Écran Sans Frontières gère le Collectif Mémoire de l’Humanité qui donne son nom au festival de films. L’association s’occupe de la logistique au Bénin et dans d’autres pays africains, en relation avec les associations locales. Elle est un relais, un passeur d’image, un intermédiaire avec les institutions… Elle cherche des partenaires, elle facilite la tâche du laboratoire La Route de l’Esclave de l’Unesco. Elle soutient la Décennie des personnes d’ascendance africaine en leur apportant des projets.

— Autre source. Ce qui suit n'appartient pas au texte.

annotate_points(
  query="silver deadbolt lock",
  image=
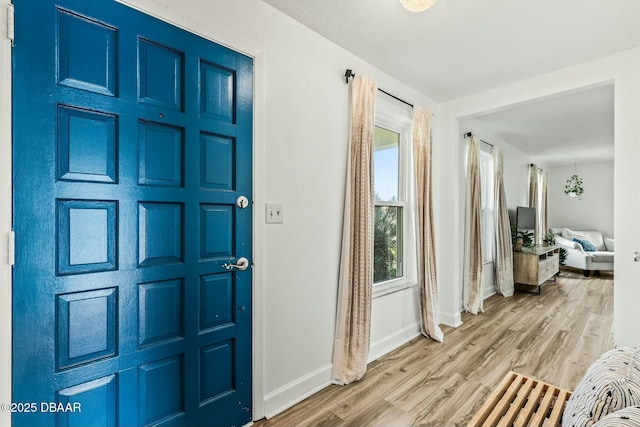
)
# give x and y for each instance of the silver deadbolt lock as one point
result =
(242, 202)
(241, 264)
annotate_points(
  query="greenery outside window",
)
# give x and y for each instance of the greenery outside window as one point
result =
(389, 206)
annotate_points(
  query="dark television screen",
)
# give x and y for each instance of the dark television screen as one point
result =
(526, 218)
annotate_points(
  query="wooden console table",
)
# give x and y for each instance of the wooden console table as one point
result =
(534, 266)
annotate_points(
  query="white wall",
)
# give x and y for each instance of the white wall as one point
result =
(594, 210)
(300, 161)
(623, 70)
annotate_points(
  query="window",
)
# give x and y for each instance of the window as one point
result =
(389, 206)
(394, 259)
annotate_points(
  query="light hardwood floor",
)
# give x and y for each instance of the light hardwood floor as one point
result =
(553, 337)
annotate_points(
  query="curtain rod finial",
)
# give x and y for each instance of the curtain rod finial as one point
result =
(348, 74)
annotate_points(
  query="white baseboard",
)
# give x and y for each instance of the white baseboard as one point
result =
(490, 291)
(451, 319)
(391, 342)
(296, 391)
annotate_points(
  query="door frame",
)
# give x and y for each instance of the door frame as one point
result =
(202, 29)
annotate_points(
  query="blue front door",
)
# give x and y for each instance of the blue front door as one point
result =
(132, 207)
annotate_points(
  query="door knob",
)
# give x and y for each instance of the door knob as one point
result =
(241, 264)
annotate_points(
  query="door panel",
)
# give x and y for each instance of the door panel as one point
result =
(132, 143)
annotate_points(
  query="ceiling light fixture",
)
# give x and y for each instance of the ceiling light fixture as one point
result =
(417, 5)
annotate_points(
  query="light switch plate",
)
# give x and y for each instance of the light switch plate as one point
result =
(274, 213)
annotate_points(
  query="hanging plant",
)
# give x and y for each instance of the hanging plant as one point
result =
(574, 188)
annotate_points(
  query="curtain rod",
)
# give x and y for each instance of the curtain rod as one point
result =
(469, 135)
(348, 74)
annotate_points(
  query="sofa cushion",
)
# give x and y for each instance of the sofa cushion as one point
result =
(586, 245)
(601, 256)
(627, 417)
(593, 236)
(611, 383)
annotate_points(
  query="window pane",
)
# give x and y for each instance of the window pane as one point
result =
(387, 246)
(385, 164)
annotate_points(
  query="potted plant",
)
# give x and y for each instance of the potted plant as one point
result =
(549, 239)
(574, 187)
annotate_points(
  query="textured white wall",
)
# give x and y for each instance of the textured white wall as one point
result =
(594, 210)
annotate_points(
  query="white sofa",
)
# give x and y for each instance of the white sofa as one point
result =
(577, 257)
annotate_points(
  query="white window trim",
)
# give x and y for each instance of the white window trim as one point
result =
(397, 117)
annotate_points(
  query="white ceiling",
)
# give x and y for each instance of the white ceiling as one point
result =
(560, 129)
(459, 47)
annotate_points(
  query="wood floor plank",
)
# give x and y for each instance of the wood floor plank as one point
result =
(553, 337)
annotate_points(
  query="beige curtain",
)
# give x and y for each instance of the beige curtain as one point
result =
(473, 298)
(425, 240)
(503, 249)
(533, 197)
(353, 318)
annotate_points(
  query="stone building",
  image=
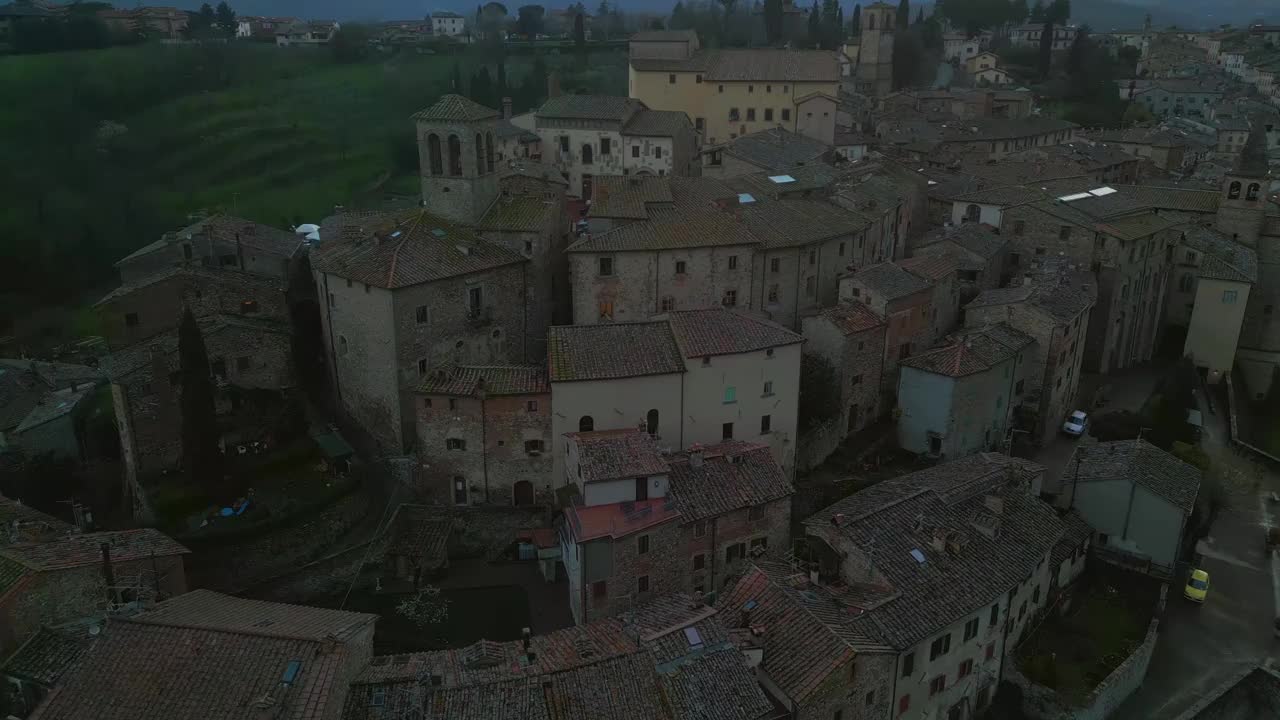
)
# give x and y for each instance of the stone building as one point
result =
(484, 433)
(688, 377)
(588, 136)
(1055, 311)
(245, 354)
(154, 304)
(645, 523)
(922, 643)
(959, 399)
(218, 241)
(735, 91)
(232, 657)
(876, 49)
(851, 338)
(83, 575)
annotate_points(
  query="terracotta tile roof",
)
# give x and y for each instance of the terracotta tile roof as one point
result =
(725, 332)
(1138, 461)
(612, 350)
(152, 671)
(225, 614)
(465, 381)
(78, 551)
(851, 318)
(906, 514)
(48, 654)
(890, 281)
(732, 475)
(451, 108)
(405, 249)
(607, 455)
(421, 532)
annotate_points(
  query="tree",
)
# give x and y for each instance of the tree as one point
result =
(772, 21)
(225, 18)
(200, 454)
(530, 21)
(350, 44)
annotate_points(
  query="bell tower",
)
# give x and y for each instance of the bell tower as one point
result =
(1243, 196)
(456, 158)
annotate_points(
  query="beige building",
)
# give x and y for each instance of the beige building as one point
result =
(588, 136)
(732, 92)
(696, 377)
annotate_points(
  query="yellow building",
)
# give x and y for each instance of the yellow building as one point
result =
(732, 92)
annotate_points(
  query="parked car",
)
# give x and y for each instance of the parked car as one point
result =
(1075, 423)
(1197, 586)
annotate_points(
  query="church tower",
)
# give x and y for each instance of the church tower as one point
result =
(1242, 204)
(876, 49)
(456, 159)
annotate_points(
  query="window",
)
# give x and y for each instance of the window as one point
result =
(940, 646)
(937, 684)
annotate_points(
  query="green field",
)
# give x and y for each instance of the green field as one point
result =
(105, 150)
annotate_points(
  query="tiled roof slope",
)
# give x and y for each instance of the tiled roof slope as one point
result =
(607, 455)
(456, 108)
(465, 381)
(225, 614)
(725, 332)
(405, 249)
(612, 350)
(732, 475)
(1138, 461)
(78, 551)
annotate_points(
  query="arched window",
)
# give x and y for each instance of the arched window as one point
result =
(433, 153)
(455, 155)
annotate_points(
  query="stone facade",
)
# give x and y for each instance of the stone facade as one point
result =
(498, 445)
(154, 305)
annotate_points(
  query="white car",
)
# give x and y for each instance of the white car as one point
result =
(1075, 424)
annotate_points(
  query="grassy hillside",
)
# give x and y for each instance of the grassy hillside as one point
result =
(109, 149)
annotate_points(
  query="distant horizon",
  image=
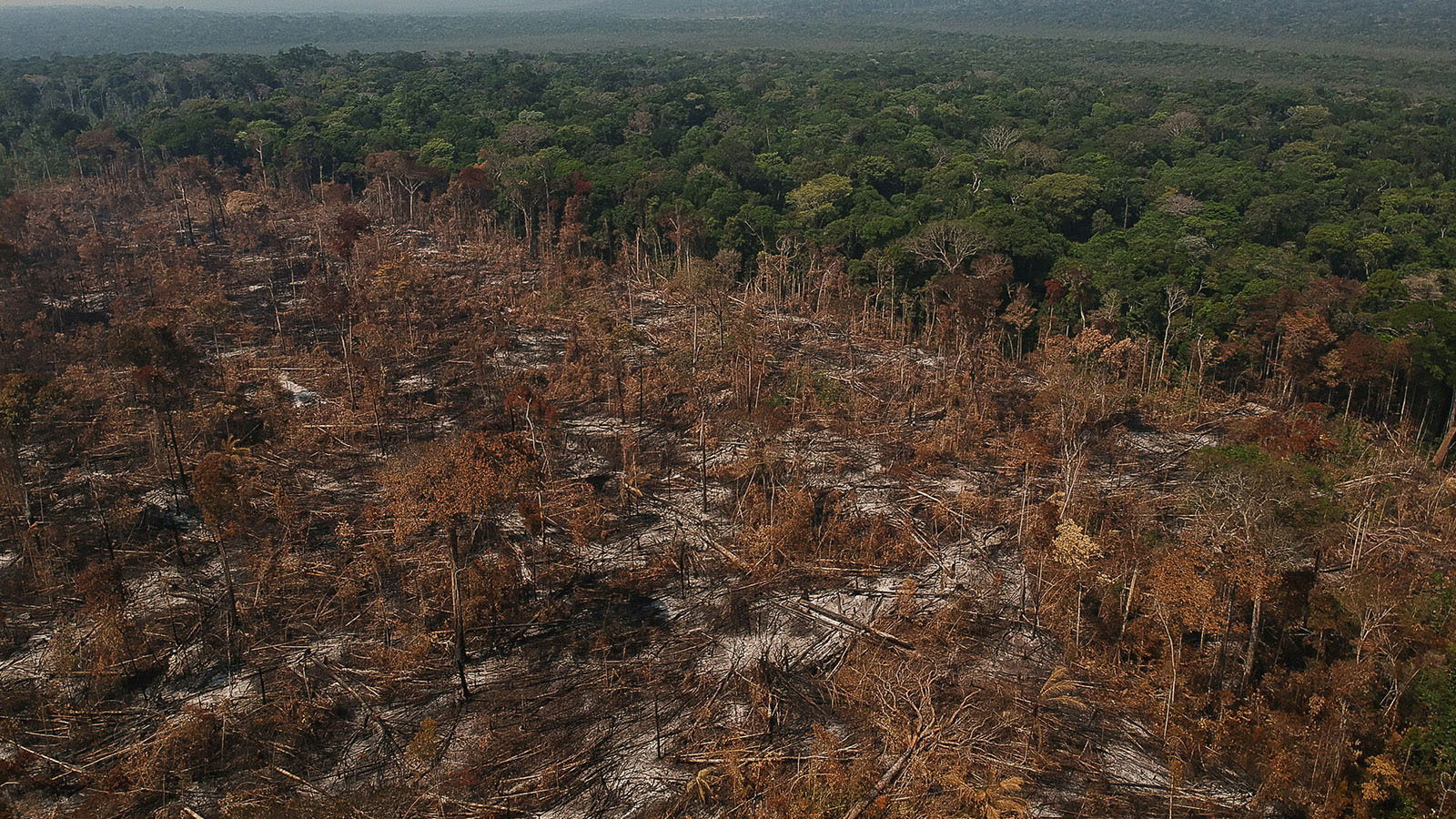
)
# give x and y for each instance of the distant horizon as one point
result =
(462, 7)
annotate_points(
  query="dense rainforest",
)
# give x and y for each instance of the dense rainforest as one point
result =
(763, 433)
(1264, 223)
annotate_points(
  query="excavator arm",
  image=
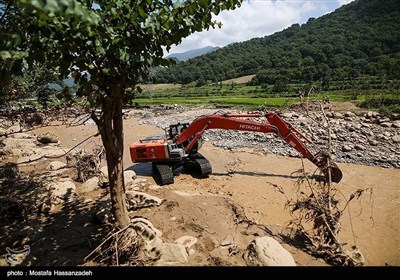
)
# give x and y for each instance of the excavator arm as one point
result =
(275, 124)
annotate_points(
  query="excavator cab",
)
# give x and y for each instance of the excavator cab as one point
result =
(176, 129)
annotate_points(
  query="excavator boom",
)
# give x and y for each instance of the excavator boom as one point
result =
(181, 144)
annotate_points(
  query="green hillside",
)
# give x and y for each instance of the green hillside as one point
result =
(359, 41)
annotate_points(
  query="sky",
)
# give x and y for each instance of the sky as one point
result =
(257, 18)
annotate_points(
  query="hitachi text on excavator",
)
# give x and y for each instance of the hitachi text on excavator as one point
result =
(180, 145)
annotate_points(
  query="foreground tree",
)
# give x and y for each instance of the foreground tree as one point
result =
(107, 46)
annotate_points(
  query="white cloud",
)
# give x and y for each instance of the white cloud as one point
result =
(257, 18)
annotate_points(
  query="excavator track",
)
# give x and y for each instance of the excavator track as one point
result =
(203, 166)
(163, 174)
(199, 165)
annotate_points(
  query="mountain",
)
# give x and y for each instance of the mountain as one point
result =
(192, 53)
(360, 39)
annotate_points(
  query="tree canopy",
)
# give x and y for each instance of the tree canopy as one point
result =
(106, 46)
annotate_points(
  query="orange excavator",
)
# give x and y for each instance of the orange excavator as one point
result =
(180, 145)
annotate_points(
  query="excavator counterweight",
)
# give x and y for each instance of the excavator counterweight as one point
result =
(179, 147)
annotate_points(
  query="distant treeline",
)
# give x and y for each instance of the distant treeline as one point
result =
(359, 40)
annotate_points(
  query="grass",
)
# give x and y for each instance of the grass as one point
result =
(240, 94)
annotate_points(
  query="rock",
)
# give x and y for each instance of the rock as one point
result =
(357, 256)
(365, 125)
(266, 251)
(349, 114)
(129, 176)
(396, 138)
(371, 114)
(103, 177)
(346, 148)
(90, 185)
(22, 136)
(386, 124)
(228, 241)
(138, 200)
(28, 159)
(396, 124)
(287, 115)
(373, 142)
(172, 254)
(359, 147)
(187, 241)
(384, 120)
(13, 129)
(329, 114)
(61, 191)
(47, 138)
(338, 115)
(16, 143)
(55, 165)
(150, 236)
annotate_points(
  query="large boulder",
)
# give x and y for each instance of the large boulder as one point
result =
(90, 185)
(266, 251)
(55, 165)
(138, 200)
(62, 191)
(172, 254)
(129, 176)
(47, 138)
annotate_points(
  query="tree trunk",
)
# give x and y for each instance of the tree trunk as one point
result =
(111, 130)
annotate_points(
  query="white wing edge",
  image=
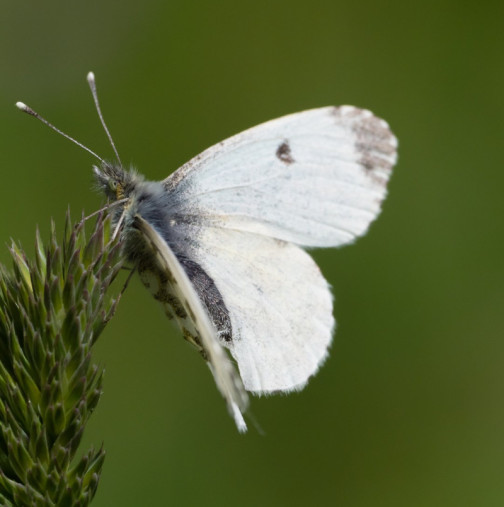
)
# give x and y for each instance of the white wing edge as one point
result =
(226, 377)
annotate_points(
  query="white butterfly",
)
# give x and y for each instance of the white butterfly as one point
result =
(220, 242)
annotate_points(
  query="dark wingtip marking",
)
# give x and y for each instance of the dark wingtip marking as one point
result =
(283, 153)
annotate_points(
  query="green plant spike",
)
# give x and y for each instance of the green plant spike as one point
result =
(52, 310)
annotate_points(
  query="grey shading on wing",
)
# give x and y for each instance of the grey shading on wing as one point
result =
(251, 203)
(165, 263)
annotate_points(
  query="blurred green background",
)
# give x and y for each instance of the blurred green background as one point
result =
(408, 410)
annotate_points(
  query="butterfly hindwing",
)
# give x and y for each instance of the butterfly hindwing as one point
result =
(171, 285)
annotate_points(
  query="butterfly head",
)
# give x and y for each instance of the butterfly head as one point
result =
(115, 182)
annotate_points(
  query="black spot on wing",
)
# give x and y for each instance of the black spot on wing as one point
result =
(284, 154)
(210, 297)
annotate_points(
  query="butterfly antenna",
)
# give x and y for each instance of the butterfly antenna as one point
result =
(28, 110)
(92, 85)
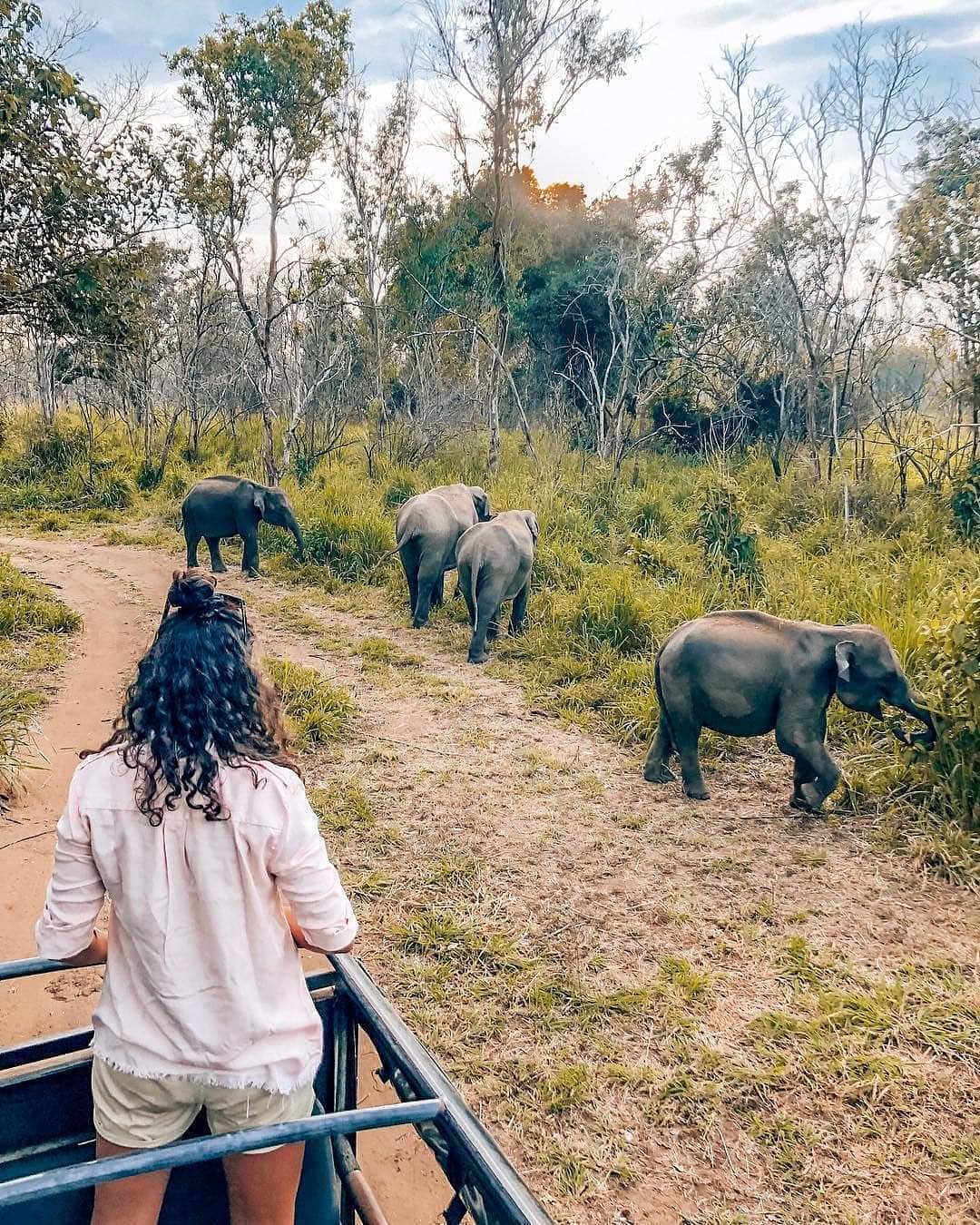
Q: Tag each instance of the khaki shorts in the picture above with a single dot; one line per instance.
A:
(139, 1112)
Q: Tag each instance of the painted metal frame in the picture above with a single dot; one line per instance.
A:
(484, 1183)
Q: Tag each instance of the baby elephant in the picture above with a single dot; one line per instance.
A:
(427, 529)
(745, 674)
(494, 561)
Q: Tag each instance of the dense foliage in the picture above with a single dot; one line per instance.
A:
(732, 378)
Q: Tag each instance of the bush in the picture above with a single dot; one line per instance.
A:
(398, 490)
(648, 516)
(316, 710)
(965, 504)
(348, 543)
(653, 559)
(951, 658)
(608, 610)
(730, 544)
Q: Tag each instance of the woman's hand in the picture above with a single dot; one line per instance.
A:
(93, 953)
(300, 941)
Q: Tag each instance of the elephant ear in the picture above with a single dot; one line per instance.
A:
(844, 659)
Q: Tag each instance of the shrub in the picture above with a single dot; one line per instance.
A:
(653, 559)
(54, 448)
(951, 657)
(730, 544)
(316, 710)
(608, 610)
(348, 543)
(557, 565)
(399, 489)
(965, 504)
(648, 516)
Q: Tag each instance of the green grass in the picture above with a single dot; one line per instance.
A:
(316, 710)
(34, 626)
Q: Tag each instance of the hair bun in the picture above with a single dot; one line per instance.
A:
(192, 590)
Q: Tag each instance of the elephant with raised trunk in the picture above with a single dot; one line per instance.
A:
(745, 674)
(495, 561)
(227, 506)
(427, 529)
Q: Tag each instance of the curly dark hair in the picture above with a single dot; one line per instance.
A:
(196, 703)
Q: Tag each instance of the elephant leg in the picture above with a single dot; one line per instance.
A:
(655, 767)
(426, 581)
(192, 539)
(486, 612)
(520, 609)
(250, 553)
(465, 585)
(801, 773)
(493, 630)
(825, 773)
(214, 548)
(409, 557)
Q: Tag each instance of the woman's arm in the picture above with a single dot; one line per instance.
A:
(300, 941)
(316, 906)
(94, 952)
(75, 893)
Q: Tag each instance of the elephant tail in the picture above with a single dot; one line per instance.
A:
(664, 712)
(475, 587)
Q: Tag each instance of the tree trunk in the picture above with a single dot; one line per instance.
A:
(44, 356)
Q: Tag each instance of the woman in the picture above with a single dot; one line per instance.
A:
(195, 821)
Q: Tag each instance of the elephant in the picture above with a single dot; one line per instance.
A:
(226, 506)
(426, 531)
(745, 674)
(494, 561)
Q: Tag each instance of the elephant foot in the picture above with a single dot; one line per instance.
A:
(659, 774)
(808, 799)
(800, 805)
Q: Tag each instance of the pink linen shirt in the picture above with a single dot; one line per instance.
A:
(202, 979)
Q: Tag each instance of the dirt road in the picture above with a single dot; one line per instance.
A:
(487, 843)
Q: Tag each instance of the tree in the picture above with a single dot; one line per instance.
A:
(373, 168)
(938, 248)
(83, 188)
(260, 98)
(818, 226)
(521, 63)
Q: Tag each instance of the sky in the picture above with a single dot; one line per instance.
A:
(659, 104)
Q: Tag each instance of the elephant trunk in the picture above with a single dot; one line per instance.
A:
(909, 703)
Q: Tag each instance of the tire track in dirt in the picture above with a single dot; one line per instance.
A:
(119, 592)
(585, 855)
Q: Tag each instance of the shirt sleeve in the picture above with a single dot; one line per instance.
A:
(75, 891)
(309, 881)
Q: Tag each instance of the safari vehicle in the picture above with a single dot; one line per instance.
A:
(46, 1141)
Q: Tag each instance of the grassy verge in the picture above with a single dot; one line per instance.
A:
(619, 566)
(34, 634)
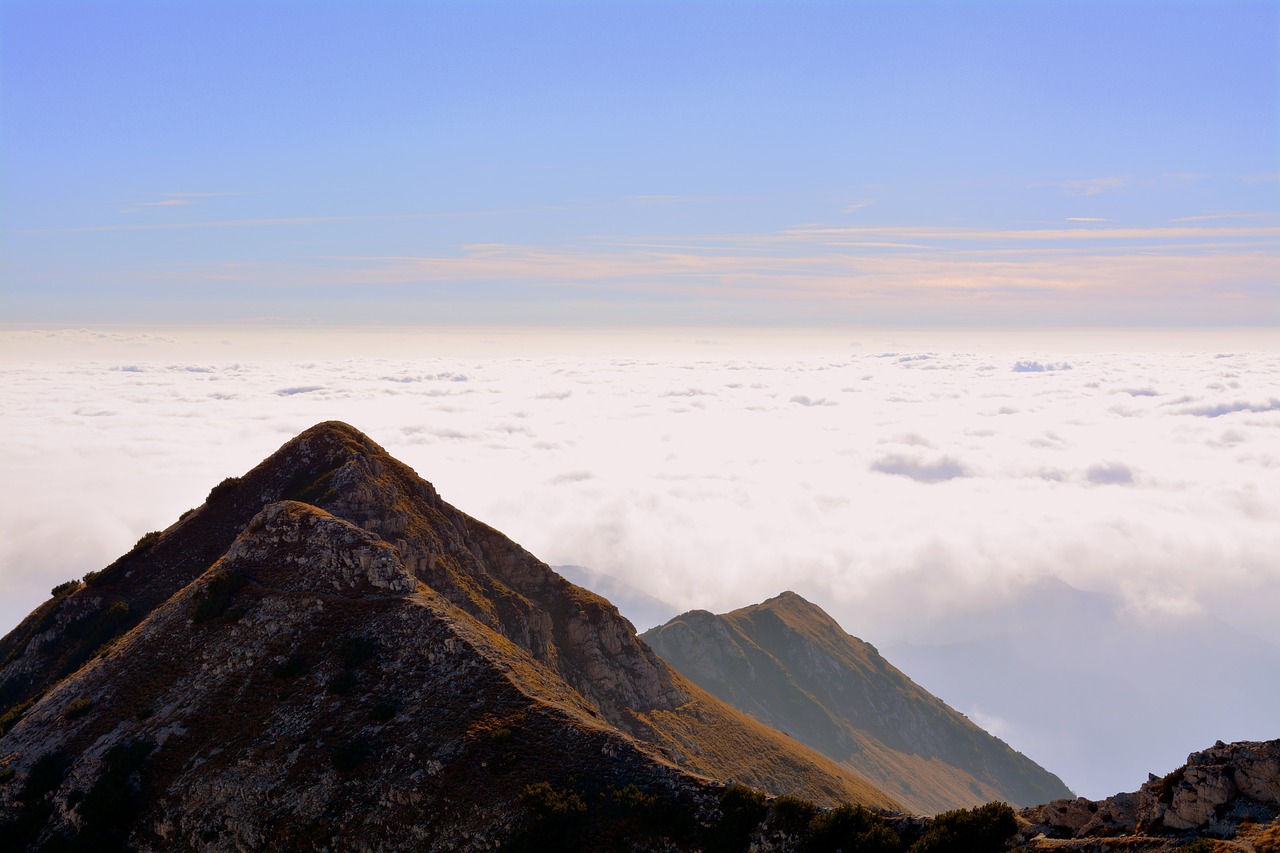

Au cours de votre prochain séjour en Afrique, si vous croisez un descendant d’une famille qui a prêté flanc à la Traite Négrière, que lui diriez-vous ?

En tant que présidente d’un club Unesco, je fais des projets qui ont pour but d’aider à installer la paix entre les hommes et les femmes du monde entier. Si je croise un descendant d’une telle famille, je pense qu’il sera primordial d’établir le dialogue ; chacun devra s’exprimer.

Je veillerai surtout à ce que la mentalité change. Celle qui consiste à répéter des actes tels que la prise de captifs, la guerre pour l’extension de territoire, l’abus de personnes et de leur compétence pour en retirer un bénéfice, la vente, l’échange contre des objets ou le sacrifice d’êtres humains… Malheureusement, nous savons que cela existe encore dans le monde. Je lui demanderai de m’aider à faire en sorte que le monde change.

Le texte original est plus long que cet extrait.